The positioning indicates that the two operators are roughly neck and neck in their race to build out 5G. But their approaches are much different. For example, T-Mobile held a major "uncarrier" media event last week in part to announce its 5G launch plans, while AT&T's Igal Elbaz reiterated the operator's own launch plans in offhand comments this week at an investor event in Barcelona, Spain.
And that isn't the only difference between the operators' efforts:
- T-Mobile has been very clear about its pending 5G launch: The service will run on 600MHz across two phones, the Samsung Note 10 and the OnePlus 7T 5G McLaren. It won't cost extra, and it will cover 200 million people across 5,000 cities with speeds around 100Mbit/s.
- AT&T has remained strangely vague about its pending launch: AT&T's Elbaz didn't specify what spectrum band the operator would use, noting only that it will be somewhere below 6GHz (it's probably going to be in 700MHz). Nor did he say what phone AT&T will sell (the operator, in January, said it would be a Samsung device). And AT&T has not said whether its lowband 5G service might cost extra. Moreover, Elbaz suggested AT&T's launch of "sub-6GHz" 5G this year won't be nationwide, and that the operator would instead expand the network nationwide by the middle of next year (nationwide in operator parlance generally means 200 million people). Finally, Elbaz said AT&T's lowband 5G will offer "marginal differences" from 4G in terms of speeds, but didn't elaborate.
Both AT&T and T-Mobile already offer 5G in millimeter-wave (mmWave) spectrum in parts of a handful of cities (AT&T counts around two dozen cities while T-Mobile counts just six.) However, 5G transmissions in mmWave spectrum can't travel more than a few thousand feet, and can't penetrate buildings or other structures. But 5G transmissions in lowband spectrum like 600MHz can travel several miles and can penetrate buildings. The only problem is that mmWave spectrum can support much, much faster speeds than lowband spectrum.
The device problem
AT&T's obfuscation may be due to its ability to sell 5G phones that support both mmWave and lowband 5G. Today's initial batch of 5G phones in the US from the likes of T-Mobile, Verizon and AT&T only support 5G in mmWave spectrum and cannot physically support lowband 5G. This will force early 5G enthusiasts to purchase new devices in order to access lowband 5G when it becomes available -- an eye-watering proposition considering today's mmWave 5G phones cost around $1,000.
Thus, operators like AT&T and Verizon may be staying intentionally vague about their lowband 5G launch plans until they are able to sell phones that support both lowband and mmWave 5G. AT&T's Elbaz suggested that will happen in 2020.
Interestingly, during his comments this week Elbaz also said AT&T remains interested in providing fixed wireless services via its mmWave spectrum. That's noteworthy considering Verizon is embarking on a major deployment of fixed wireless services under its 5G Home brand using its own mmWave spectrum.

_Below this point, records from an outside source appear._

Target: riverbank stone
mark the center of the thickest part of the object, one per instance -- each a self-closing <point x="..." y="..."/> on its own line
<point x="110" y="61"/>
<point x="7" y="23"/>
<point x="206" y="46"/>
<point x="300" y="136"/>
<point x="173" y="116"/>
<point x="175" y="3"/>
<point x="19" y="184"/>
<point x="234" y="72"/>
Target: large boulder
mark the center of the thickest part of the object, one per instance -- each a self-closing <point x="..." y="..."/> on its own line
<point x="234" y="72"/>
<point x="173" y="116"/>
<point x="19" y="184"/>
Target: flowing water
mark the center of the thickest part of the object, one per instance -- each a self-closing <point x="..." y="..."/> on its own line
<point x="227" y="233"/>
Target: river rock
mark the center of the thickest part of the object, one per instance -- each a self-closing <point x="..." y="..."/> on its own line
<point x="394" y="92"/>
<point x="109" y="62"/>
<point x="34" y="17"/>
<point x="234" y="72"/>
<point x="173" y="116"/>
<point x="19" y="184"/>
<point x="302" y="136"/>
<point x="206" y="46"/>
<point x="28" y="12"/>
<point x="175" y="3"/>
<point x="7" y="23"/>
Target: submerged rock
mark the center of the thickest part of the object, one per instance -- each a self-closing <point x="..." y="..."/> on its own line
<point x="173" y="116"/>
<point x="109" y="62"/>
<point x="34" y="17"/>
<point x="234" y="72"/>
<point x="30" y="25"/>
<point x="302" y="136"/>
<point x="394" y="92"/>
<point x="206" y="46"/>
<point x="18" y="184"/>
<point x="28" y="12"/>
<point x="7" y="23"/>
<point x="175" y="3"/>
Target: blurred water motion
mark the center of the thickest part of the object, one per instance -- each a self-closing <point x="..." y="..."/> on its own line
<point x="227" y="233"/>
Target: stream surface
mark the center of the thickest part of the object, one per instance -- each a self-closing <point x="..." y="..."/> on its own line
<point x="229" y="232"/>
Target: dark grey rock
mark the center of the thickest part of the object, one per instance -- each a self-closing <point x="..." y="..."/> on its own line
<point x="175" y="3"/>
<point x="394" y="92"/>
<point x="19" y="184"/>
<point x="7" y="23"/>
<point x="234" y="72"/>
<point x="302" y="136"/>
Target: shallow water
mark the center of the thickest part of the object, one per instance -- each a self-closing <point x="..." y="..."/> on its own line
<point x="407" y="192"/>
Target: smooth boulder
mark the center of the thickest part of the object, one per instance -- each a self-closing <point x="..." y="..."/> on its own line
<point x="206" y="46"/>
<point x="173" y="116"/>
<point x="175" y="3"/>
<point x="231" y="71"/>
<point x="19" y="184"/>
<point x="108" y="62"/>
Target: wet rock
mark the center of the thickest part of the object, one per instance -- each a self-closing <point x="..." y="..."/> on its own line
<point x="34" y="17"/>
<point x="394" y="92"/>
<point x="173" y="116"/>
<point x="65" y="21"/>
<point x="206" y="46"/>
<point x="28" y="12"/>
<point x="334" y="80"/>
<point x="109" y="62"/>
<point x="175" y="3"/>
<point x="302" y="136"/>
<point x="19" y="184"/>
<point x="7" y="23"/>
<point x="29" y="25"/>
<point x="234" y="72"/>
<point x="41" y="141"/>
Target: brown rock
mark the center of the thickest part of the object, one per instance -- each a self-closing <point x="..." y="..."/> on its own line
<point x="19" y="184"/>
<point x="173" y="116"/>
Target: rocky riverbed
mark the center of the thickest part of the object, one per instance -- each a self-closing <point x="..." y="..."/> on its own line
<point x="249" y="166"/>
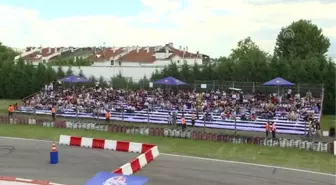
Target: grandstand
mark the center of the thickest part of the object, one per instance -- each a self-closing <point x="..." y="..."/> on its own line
<point x="221" y="109"/>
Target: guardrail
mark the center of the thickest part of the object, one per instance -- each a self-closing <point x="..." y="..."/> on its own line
<point x="161" y="117"/>
<point x="177" y="133"/>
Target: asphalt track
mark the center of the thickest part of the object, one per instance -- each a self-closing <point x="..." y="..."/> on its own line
<point x="29" y="159"/>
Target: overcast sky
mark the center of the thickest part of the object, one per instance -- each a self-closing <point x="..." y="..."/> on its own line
<point x="210" y="26"/>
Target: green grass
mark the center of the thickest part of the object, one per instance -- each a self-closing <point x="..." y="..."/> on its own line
<point x="4" y="103"/>
<point x="327" y="120"/>
<point x="294" y="158"/>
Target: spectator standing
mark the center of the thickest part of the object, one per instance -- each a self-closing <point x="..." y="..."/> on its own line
<point x="53" y="113"/>
<point x="10" y="111"/>
<point x="267" y="128"/>
<point x="184" y="123"/>
<point x="108" y="117"/>
<point x="193" y="119"/>
<point x="170" y="118"/>
<point x="174" y="120"/>
<point x="273" y="130"/>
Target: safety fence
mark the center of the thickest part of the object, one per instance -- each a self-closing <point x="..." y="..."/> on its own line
<point x="160" y="117"/>
<point x="177" y="133"/>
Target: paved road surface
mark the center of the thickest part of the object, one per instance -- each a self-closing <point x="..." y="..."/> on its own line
<point x="188" y="171"/>
<point x="201" y="129"/>
<point x="29" y="160"/>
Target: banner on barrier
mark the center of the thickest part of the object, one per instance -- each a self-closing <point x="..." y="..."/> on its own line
<point x="108" y="178"/>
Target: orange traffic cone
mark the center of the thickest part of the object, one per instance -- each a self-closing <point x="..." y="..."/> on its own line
<point x="53" y="149"/>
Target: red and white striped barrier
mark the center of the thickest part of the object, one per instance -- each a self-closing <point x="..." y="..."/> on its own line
<point x="28" y="181"/>
<point x="148" y="151"/>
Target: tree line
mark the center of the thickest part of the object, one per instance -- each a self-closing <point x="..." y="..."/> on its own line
<point x="301" y="58"/>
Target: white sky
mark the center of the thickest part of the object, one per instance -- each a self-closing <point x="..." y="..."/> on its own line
<point x="210" y="26"/>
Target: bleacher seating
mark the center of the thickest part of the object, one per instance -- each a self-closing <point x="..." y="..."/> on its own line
<point x="160" y="116"/>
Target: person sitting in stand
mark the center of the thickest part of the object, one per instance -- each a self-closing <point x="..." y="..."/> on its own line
<point x="107" y="116"/>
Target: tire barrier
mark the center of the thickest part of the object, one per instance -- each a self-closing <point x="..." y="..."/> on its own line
<point x="174" y="132"/>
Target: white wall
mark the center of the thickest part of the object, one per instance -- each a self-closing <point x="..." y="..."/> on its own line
<point x="136" y="72"/>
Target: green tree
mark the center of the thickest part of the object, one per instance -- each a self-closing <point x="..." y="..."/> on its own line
<point x="60" y="73"/>
<point x="81" y="74"/>
<point x="308" y="40"/>
<point x="69" y="72"/>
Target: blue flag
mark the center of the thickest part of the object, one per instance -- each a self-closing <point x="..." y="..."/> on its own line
<point x="108" y="178"/>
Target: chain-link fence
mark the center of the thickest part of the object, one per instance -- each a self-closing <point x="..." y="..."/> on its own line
<point x="327" y="147"/>
<point x="248" y="87"/>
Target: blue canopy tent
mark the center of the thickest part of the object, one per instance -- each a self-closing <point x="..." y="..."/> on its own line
<point x="74" y="79"/>
<point x="278" y="81"/>
<point x="108" y="178"/>
<point x="169" y="81"/>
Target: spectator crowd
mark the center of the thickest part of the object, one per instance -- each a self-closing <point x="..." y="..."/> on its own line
<point x="229" y="104"/>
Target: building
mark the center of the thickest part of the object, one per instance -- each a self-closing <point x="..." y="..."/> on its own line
<point x="118" y="56"/>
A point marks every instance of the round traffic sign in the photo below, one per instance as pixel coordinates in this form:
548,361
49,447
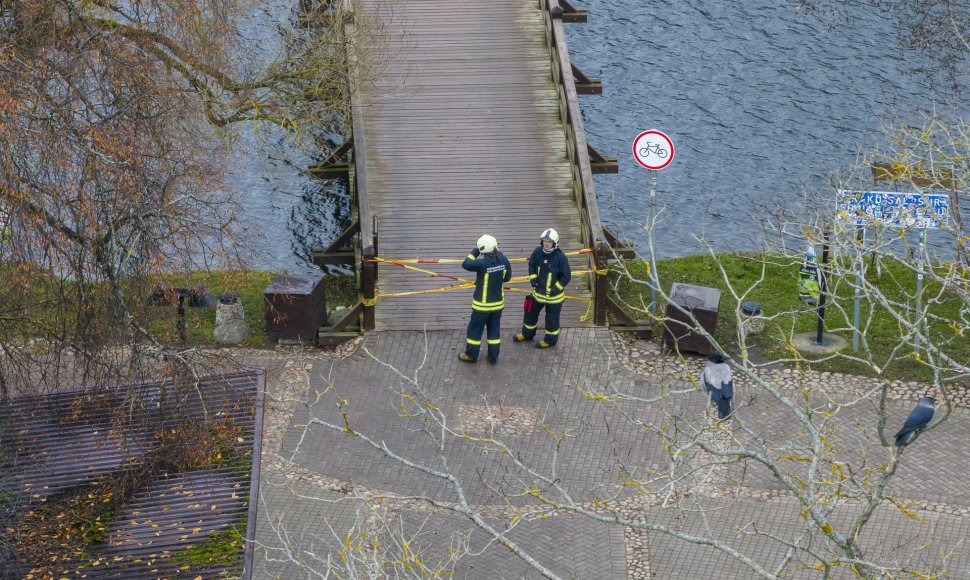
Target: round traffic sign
653,149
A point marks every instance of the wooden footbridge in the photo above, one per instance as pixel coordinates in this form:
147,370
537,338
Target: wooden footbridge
474,128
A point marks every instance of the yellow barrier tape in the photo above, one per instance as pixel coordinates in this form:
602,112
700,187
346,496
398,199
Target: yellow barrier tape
431,291
465,283
459,261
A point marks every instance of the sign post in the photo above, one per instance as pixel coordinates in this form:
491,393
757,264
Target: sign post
925,211
653,150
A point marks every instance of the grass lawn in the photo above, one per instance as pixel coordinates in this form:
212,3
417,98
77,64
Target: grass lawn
41,298
341,290
773,284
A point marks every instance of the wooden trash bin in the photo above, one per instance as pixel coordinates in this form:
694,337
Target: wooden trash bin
700,301
296,307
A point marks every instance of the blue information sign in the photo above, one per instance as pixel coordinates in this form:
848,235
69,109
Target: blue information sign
896,209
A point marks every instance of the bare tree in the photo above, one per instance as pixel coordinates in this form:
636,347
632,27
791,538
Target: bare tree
821,446
112,120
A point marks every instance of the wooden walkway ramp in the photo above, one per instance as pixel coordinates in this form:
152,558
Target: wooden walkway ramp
464,138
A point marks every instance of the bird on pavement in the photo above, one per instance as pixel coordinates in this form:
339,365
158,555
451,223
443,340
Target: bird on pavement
917,421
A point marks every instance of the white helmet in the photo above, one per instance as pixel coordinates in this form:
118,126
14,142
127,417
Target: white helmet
550,235
487,244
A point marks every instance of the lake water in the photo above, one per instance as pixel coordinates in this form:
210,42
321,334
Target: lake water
762,102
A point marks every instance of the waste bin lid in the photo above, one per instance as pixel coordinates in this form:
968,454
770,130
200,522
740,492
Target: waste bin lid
751,308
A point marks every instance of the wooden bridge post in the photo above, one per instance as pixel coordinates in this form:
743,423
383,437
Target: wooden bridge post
600,304
368,285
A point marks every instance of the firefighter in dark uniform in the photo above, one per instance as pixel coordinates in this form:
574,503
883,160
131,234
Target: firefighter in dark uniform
548,273
492,270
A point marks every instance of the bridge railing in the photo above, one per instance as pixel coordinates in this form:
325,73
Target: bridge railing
577,149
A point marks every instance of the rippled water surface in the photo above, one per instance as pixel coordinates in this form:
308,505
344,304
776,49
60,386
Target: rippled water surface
761,100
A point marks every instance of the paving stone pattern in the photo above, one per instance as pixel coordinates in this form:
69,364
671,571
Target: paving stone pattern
538,392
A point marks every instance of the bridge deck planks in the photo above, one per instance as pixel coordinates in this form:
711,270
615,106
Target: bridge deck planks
463,138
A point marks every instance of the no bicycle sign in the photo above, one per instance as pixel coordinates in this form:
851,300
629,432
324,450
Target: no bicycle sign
653,149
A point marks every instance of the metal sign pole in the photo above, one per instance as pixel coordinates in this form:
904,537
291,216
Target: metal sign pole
919,288
857,306
653,252
822,284
653,150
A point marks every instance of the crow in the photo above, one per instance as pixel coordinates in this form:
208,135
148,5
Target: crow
918,419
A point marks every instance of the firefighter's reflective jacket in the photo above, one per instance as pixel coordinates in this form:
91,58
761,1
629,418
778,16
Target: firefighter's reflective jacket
549,274
493,270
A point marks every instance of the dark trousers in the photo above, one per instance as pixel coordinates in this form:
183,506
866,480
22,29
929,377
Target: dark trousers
530,322
473,338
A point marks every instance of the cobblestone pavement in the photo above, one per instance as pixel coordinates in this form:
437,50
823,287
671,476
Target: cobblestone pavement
316,480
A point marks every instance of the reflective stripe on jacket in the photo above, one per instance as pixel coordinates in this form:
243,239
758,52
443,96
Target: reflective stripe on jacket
492,271
552,273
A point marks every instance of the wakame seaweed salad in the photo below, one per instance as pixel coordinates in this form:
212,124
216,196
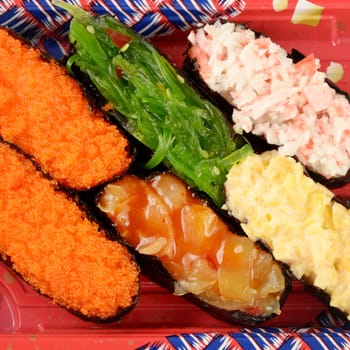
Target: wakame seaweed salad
154,103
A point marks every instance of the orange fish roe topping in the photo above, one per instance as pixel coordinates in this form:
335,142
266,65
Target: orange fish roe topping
44,112
56,249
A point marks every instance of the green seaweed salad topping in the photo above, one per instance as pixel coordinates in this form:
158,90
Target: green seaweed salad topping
185,132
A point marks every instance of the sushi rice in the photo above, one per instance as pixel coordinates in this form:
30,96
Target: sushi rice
288,104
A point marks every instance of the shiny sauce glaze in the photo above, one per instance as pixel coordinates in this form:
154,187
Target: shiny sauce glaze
160,216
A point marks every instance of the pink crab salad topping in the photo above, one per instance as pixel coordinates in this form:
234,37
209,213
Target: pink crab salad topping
289,104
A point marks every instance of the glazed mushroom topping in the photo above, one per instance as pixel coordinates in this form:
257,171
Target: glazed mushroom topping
161,217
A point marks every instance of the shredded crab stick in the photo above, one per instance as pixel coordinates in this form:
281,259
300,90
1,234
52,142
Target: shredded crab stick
50,243
296,218
161,217
288,104
44,112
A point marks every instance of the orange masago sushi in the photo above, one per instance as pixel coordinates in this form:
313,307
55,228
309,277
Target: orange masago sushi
45,113
49,241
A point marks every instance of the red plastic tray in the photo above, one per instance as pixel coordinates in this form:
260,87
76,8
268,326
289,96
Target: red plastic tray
31,321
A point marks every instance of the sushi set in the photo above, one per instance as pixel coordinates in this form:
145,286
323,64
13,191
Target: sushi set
174,174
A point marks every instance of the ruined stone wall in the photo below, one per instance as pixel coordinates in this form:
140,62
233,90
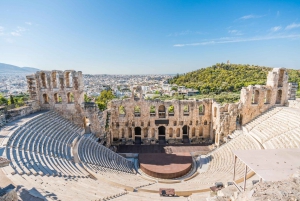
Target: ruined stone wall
186,113
61,91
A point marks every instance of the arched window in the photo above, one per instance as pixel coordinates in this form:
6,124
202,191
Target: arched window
268,97
279,96
201,109
43,78
186,110
54,79
137,111
162,111
255,97
171,110
170,132
70,97
215,111
45,99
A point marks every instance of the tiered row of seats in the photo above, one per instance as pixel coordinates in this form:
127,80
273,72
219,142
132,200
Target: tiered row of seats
68,189
106,164
42,146
277,128
220,168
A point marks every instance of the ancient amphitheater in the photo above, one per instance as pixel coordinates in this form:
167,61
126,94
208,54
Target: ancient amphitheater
60,148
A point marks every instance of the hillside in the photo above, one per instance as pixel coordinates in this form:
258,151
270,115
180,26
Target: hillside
11,69
227,77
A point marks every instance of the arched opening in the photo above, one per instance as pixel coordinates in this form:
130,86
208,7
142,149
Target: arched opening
193,132
86,125
162,111
45,99
201,109
152,133
137,135
239,122
137,111
70,97
268,97
68,79
255,97
280,79
129,133
152,111
56,98
162,135
185,134
54,79
279,96
170,132
171,110
145,132
121,111
43,78
178,132
200,131
122,133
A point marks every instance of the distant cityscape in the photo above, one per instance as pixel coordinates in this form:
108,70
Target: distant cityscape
121,85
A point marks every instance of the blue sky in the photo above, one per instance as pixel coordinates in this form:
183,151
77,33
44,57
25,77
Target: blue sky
148,36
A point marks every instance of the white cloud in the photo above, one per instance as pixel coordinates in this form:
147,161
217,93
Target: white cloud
292,26
277,28
18,31
238,40
235,32
246,17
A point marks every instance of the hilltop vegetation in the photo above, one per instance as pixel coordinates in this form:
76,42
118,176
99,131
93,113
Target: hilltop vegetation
227,78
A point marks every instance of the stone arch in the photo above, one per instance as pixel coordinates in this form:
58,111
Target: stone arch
56,97
44,81
201,109
279,96
162,134
129,132
70,97
268,96
255,97
171,110
200,131
145,131
86,125
153,133
68,79
122,133
170,132
280,79
193,132
45,99
162,111
54,79
137,111
178,132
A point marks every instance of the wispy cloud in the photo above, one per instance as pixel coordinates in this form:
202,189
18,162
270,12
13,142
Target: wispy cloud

Elbaz explained that AT&T is already deploying fixed wireless services in rural areas in order to meet the requirements of the government's CAF II program. He said the operator plans to begin using 3.5GHz CBRS spectrum for that effort very soon.
But he said that AT&T could also deploy fixed wireless services in urban areas via its mmWave spectrum. He said technology advancements like receivers that customers can install themselves have helped make such a service more economically viable.
Elbaz didn't specifically confirm that AT&T would launch an urban mmWave fixed wireless service, but his mostly positive comments about such a service could indicate that AT&T might do so in the future.